Fig. 6. ChlA-F treatment impaired miR-27a maturation accompanied by specific attenuation of Dicer protein, but not mRNA expression in human invasive BC cells.

(A) T24T stably transfected with miR-27a promoter-driven luciferase reporter was treated with ChlA-F at different concentrations for 12 h to determine the potential effect of ChlA-F on miR-27a promoter transcriptional activity. (B) T24T cells were co-incubated with ChlA-F (8 µM) and Act D (20 µg/ml) for the indicated time periods. Total RNA was isolated and quantitative real-time PCR was then performed to determine miR-27a levels. The fold change was normalized to internal control gapdh. The result is representative of three independent experiments. (C) The relative expression levels of pre-mir27a and miR-27a were evaluated by quantitative real-time PCR in T24T followed by ChlA-F treatment at different concentrations for 12 h. The symbol (*) indicates a significant change from vehicle control (p<0.05). (D) T24T cells were treated with various concentrations of ChlA-F for 12h.

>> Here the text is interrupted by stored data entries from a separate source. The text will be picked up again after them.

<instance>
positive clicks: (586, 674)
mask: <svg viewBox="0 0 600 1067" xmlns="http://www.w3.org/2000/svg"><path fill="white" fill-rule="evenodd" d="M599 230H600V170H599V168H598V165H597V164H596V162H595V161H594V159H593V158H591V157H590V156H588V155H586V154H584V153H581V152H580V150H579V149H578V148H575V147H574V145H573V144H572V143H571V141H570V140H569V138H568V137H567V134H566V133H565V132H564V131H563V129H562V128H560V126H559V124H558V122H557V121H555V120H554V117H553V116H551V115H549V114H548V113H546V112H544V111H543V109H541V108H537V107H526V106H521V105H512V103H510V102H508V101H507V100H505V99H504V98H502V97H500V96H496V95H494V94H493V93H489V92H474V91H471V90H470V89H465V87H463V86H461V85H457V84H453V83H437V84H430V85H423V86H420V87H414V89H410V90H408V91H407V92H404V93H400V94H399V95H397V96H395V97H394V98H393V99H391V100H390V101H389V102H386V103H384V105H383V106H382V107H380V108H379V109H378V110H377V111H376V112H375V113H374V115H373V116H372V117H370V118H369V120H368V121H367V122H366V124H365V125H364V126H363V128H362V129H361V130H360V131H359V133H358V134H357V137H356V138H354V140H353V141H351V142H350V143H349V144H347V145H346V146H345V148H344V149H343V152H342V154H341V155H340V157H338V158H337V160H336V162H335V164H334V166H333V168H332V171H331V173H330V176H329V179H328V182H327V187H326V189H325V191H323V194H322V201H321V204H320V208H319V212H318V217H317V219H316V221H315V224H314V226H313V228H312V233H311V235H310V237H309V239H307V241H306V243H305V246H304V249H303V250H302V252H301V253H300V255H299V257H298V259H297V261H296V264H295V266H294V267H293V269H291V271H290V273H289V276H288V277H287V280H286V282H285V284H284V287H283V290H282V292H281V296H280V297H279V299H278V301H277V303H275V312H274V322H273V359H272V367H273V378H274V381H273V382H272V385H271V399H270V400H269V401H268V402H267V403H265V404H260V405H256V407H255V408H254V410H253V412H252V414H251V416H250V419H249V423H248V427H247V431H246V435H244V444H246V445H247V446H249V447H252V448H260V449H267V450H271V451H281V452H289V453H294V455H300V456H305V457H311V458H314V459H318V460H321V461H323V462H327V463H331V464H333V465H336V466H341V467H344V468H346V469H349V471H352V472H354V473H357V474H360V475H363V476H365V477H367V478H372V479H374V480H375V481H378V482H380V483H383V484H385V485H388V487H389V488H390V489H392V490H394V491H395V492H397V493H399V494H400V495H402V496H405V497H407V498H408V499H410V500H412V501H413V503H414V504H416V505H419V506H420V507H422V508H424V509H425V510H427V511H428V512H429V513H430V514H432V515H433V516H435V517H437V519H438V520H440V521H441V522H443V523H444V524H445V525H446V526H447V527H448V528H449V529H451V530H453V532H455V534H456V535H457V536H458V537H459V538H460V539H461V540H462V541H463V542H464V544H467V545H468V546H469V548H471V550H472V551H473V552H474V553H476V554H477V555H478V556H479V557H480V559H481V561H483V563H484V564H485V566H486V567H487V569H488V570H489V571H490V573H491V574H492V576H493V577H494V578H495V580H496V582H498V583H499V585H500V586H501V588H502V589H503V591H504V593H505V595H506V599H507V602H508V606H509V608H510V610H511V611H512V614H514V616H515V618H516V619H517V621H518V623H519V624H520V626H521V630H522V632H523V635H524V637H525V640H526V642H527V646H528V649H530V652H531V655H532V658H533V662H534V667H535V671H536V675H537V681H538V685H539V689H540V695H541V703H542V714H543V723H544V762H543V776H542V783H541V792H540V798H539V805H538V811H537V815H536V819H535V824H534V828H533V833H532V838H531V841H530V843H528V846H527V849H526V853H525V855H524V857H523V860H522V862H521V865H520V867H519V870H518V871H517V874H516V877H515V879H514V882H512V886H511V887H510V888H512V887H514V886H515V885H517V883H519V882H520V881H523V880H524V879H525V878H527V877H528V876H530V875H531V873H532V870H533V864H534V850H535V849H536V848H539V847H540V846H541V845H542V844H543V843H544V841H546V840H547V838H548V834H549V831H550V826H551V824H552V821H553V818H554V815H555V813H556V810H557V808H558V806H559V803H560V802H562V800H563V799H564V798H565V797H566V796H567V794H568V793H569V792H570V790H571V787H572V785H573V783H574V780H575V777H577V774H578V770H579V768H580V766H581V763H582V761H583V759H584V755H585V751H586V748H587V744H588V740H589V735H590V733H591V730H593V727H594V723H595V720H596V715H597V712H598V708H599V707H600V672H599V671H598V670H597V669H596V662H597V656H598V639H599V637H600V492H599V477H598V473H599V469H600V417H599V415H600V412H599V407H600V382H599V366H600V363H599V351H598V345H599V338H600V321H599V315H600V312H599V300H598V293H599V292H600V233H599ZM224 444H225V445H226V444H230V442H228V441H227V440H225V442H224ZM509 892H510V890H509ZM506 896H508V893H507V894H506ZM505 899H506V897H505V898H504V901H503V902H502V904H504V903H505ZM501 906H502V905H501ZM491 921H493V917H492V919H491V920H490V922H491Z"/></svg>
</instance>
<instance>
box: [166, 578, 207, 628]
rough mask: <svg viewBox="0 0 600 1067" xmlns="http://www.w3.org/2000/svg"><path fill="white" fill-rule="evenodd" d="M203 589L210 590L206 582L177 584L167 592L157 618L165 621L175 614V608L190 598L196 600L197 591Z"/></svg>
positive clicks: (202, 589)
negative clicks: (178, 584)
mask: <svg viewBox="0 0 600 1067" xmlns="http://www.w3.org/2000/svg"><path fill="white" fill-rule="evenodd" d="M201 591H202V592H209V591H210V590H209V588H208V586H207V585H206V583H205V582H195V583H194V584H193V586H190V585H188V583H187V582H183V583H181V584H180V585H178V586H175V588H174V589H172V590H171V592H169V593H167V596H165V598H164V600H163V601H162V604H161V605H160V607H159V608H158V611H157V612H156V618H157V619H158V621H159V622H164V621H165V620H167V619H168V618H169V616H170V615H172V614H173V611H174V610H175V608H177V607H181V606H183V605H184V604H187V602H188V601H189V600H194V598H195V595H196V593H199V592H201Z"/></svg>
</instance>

The cell lysates were subjected to Western Blot to detect Dicer protein expression. (E) Total RNA was isolated from the T24T cells treated with the indicated concentrations of ChlA-F for 12 hours. RT-PCR was performed to determine dicer mRNA levels. The gapdh mRNA levels were used as loading control. (F) The schematic summary of molecular mechanisms underlying anticancer activity of ChlA-F on human bladder cancers.